Between 1962–1966, there was a period of Indonesia-Malaysia confrontation over the future of the island of Borneo. It is called Konfrontasi in Indonesian and Malay. As I previously posted, insurgent Indonesian commandos set off bombs at
Orchard Road and various other locations in Singapore during the 'Konfrontasi'. In Singapore alone, there were some 40 bomb attacks over about two years. Most of the targets could by no stretch of the imagination be considered legitimate military objectives. They included schools, hotels, cinemas, bus depots, telephone booths and residences.
While Indonesia-Singapore relations are much improved since that period of the 1960s, it does have its share of problems to be managed.
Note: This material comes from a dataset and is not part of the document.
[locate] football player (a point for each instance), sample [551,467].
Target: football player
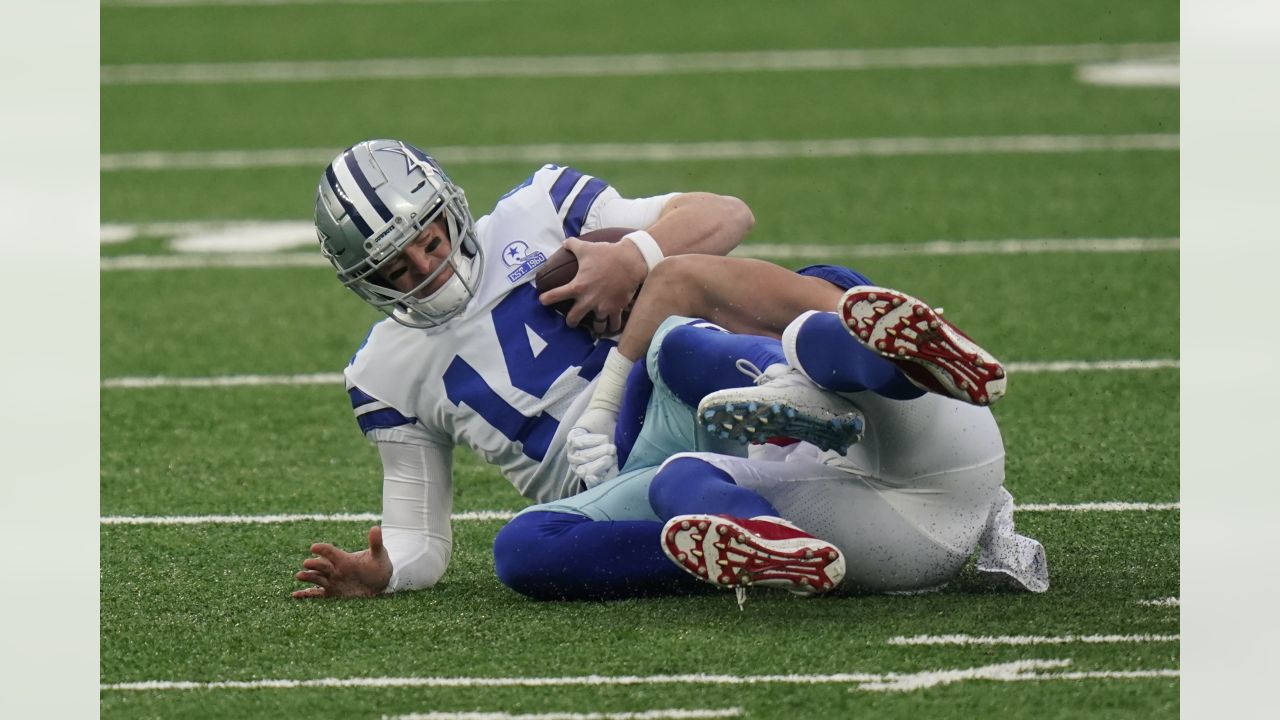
[901,482]
[469,355]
Respected American scholar of Indonesia, the late Dr George McTurnan Kahin, wrote in 1964 while Konfrontasi was still ongoing, that episode of aggression towards its neighbours was the consequence of the "
powerful, self-righteous thrust of Indonesian nationalism" and the widespread belief that "
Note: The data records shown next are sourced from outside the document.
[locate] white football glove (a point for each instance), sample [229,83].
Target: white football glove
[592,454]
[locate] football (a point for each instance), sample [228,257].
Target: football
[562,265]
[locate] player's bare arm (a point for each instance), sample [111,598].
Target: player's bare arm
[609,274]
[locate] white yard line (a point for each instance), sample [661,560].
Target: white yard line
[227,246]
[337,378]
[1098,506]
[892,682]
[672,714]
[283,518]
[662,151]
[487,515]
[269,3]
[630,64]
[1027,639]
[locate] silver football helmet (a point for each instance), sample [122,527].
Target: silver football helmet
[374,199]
because of (the) country's size… it has a moral right to leadership". Time may have given a more sophisticated gloss to this attitude but has not essentially changed it.
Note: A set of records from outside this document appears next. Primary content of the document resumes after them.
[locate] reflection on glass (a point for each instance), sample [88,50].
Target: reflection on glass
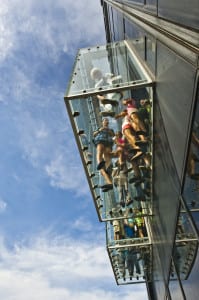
[191,186]
[131,264]
[105,67]
[186,246]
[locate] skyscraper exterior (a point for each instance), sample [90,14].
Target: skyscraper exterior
[152,53]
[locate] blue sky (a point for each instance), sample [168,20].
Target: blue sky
[52,246]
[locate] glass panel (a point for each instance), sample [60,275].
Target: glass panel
[186,245]
[131,264]
[151,53]
[118,169]
[191,186]
[174,285]
[180,11]
[190,286]
[176,114]
[107,68]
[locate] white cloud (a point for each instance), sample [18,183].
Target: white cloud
[59,268]
[66,173]
[57,26]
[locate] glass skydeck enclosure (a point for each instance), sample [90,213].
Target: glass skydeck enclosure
[106,83]
[114,73]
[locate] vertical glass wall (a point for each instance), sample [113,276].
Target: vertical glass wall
[191,185]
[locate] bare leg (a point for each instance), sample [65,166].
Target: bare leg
[130,138]
[137,124]
[107,156]
[100,152]
[106,176]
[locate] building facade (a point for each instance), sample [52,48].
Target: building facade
[150,199]
[167,41]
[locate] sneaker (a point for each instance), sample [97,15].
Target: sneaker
[101,165]
[109,101]
[107,113]
[141,142]
[137,155]
[105,186]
This attitude lies, for example, behind the outrageous comments by some Indonesian ministers during the haze in June 2013 that Singapore should be grateful for the oxygen Indonesia provides; it is the reason why Indonesians think Singaporeans should take into account their interests and sensitivities without thinking it necessary to reciprocate.
Indonesians, Malaysians and Singaporeans need to understand this -- Singapore (with a population of 5 million and a GDP of US$276.5 billion with a 2012 defence budget of about US$9.7 billion) has no interest in seeing relations with any close neighbour, strained. To give you an idea of the size difference, our immediate neighbours have the following characteristics:-
(i) Indonesia is more a thousand times larger than Singapore in land size (with a population of 242 million and a GDP of US$878.2 billion, with a 2012 defence budget of about US$6.8 billion); and
(ii) Malaysia is more than 470 times larger than Singapore in land size (with a population of 29 million and a GDP of US$303.5 billion, with a 2012 defence budget of about US$4.7 billion).
I tend to think of Singapore's main battle tanks as a tool for persuasion (in the hard power tool kit of a state that is geographically disadvantaged). They help to persuade any ambitious neighbour that it is not in their interest to engage in overtly hostile acts that we will punish. And we believe that just bombing the capital and bases of an aggressor is not sufficient it itself to persuade the aggressor to cease hostilities. Main battle tanks (MBTs), serving as part of the SAF's ABGs in the Singapore Army Divisions provide military options for our leaders, should the need arise. As our defence minster recently noted, more powerful you are, the less enemies you have - that is why we don't need to think of our neighbours as our enemy - and how they think of us is their choice. On occasion we have been called a 'little red dot', by the Indonesians, which was intended as an insult. Instead of being insulted Singapore retailers now have a range of 'little red dot' merchandise for sale to tourists.
This is also why 'decisive' an important word in the SAF's mission - Singapore's MBTs will move out for war supported by a thousand other armoured vehicles in the first wave. IMO, it is very hard to be decisive in ground warfare without MBTs, as an important node, in the SAF's way of war.